China's Africa Envoy Will Head to Sudan to Push Oil Talks

China is sending its special envoy for African affairs, Liu Guijin, to help push oil negotiations over between Sudan and newly independent South Sudan.

 

China is “concerned” that oil talks between north and South Sudan have stalled, Foreign Ministry spokesman Hong Lei told reporters today in Beijing. “Oil is the lifeline of the two Sudans.”

 

South Sudan has accused Sudan of blocking shipments of its oil that pass through northern pipelines to Port Sudan on the Red Sea. Sudan today said two cargoes were delayed due to the longer processing time needed since it started last month to take a percentage of the south’s oil that it says should be paid as transportation fees.

 

“It now takes time to notify oil companies that we’re going to put hands on 23 percent of their oil, because we want everything to go in a legal way,” Foreign Ministry spokesman el- Obeid Murawih said by phone in Khartoum.

 

South Sudan assumed control of about three-quarters of the former state’s output of 490,000 barrels a day when it seceded on July 9. Last month it seized the stakes held by Sudan’s state oil company, Sudapet, in joint operations in the south with companies such as China National Petroleum Corp., Malaysia’s Petroliam Nasional Bhd. and India’s Oil & Natural Gas Corp.

 

Negotiators from the two countries failed to reach agreement last week in African Union-brokered talks in Addis Ababa, Ethiopia, on the fees South Sudan should pay the north to ship its crude.
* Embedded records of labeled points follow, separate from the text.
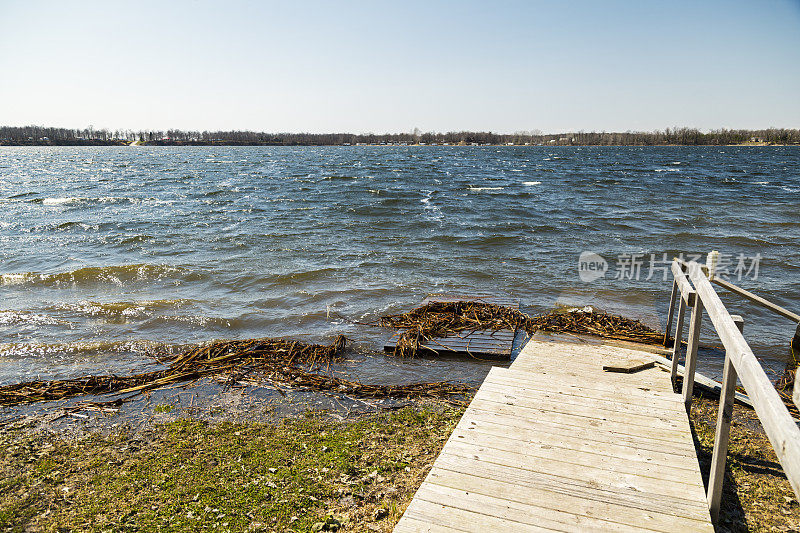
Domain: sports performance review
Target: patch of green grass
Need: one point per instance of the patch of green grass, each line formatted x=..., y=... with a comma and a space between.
x=756, y=494
x=192, y=476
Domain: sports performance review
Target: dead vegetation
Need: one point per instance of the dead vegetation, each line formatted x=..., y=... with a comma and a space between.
x=448, y=319
x=279, y=362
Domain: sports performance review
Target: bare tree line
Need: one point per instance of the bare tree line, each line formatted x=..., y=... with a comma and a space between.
x=40, y=135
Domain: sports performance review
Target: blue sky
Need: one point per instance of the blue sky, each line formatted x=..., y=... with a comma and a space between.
x=392, y=66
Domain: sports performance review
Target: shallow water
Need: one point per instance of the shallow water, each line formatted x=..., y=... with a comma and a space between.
x=110, y=253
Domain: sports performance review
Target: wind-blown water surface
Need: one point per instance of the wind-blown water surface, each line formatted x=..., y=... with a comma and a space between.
x=107, y=253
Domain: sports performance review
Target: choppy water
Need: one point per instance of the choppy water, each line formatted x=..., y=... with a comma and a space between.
x=107, y=253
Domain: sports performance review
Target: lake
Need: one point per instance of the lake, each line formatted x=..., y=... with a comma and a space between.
x=109, y=254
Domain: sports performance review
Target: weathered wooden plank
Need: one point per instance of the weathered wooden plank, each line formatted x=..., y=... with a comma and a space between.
x=569, y=447
x=611, y=475
x=556, y=443
x=596, y=434
x=588, y=389
x=658, y=519
x=500, y=377
x=758, y=300
x=510, y=452
x=465, y=520
x=780, y=427
x=529, y=513
x=657, y=420
x=617, y=494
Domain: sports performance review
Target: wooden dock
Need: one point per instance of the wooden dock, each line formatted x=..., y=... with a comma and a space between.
x=554, y=443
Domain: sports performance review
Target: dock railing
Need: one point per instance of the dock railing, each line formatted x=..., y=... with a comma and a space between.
x=697, y=293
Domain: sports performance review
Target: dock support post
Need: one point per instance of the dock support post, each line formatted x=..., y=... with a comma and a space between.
x=676, y=349
x=690, y=365
x=726, y=399
x=671, y=312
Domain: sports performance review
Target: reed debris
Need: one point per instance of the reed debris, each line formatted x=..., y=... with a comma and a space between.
x=278, y=361
x=448, y=319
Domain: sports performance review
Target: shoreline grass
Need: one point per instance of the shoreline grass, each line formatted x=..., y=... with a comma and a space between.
x=303, y=474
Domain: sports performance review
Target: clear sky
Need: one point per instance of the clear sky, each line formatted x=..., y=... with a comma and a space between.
x=379, y=66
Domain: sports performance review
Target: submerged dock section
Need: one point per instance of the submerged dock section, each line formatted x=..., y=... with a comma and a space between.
x=556, y=443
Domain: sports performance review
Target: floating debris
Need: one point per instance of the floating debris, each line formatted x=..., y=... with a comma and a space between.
x=277, y=361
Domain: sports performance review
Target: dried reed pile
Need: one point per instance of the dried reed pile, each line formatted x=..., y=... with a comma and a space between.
x=279, y=361
x=448, y=319
x=299, y=365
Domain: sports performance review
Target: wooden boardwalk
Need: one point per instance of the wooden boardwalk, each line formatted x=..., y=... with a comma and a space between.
x=554, y=443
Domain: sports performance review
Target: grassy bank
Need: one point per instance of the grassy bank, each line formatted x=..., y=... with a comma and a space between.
x=306, y=473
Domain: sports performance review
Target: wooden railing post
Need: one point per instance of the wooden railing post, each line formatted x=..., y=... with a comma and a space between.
x=676, y=349
x=671, y=311
x=718, y=458
x=690, y=364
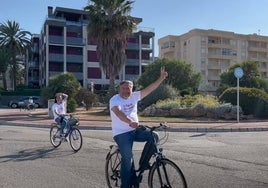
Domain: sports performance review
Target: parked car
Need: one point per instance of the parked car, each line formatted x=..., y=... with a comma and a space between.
x=24, y=101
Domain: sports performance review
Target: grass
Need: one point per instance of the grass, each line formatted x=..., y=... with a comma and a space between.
x=101, y=114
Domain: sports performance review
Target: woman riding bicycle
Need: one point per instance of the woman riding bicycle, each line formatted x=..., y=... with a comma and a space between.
x=59, y=110
x=123, y=110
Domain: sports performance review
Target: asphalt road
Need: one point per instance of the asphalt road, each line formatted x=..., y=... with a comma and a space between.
x=208, y=160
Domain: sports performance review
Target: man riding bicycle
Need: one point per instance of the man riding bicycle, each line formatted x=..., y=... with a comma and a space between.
x=59, y=111
x=123, y=110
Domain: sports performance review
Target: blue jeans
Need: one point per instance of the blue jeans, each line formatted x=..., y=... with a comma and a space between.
x=63, y=122
x=125, y=143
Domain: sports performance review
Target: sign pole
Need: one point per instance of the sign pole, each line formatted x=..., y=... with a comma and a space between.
x=237, y=110
x=238, y=72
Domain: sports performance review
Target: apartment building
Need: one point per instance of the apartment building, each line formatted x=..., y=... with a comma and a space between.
x=212, y=52
x=66, y=47
x=32, y=66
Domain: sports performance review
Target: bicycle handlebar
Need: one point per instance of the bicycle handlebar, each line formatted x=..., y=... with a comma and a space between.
x=161, y=125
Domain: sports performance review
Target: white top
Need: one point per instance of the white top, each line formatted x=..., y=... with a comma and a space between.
x=129, y=107
x=61, y=109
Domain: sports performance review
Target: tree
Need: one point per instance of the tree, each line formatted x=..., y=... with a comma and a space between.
x=5, y=57
x=109, y=24
x=17, y=41
x=180, y=75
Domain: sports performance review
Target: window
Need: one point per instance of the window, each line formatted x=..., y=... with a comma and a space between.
x=134, y=70
x=93, y=72
x=74, y=67
x=74, y=51
x=56, y=66
x=55, y=49
x=92, y=56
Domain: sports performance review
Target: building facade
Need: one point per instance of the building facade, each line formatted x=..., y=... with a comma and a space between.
x=65, y=47
x=212, y=52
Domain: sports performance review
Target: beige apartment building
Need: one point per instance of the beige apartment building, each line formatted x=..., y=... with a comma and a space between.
x=212, y=52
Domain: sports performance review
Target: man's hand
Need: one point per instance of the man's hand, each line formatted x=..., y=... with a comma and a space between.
x=134, y=124
x=163, y=73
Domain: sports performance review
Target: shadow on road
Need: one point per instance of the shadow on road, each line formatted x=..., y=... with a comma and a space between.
x=35, y=153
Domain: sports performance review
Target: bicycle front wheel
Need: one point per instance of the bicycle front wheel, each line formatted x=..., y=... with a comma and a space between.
x=166, y=174
x=76, y=139
x=112, y=169
x=55, y=138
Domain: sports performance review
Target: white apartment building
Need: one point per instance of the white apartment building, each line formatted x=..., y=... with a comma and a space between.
x=211, y=52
The discussions are due to resume this month.

 

China’s Role

“I think the role of China is important to assist the two parties to agree on a formula,” Fouad Hikmat, an analyst with the Brussels-based International Crisis Group, said in a Skype call from Zanzibar on Dec. 3. “But again it depends on the willingness of the parties to compromise, and this is a rare commodity for the moment.”

 

South Sudan says Sudan delayed a shipment of 600,000 barrels to China International United Petroleum & Chemical Corp., due to be loaded by Dec. 30, prompting the company to write a letter of complaint. A 1-million barrel shipment scheduled to be sent to Geneva-based Vitol SA by Dec. 1 was loaded on Dec. 3, according to the country’s Oil Ministry.

 

China wouldn’t try to mediate the negotiations, Murawih said.

 

“China is not coming to play a mediating role in that sense,” he said. “China is an economic partner and is concerned about its interests in the region."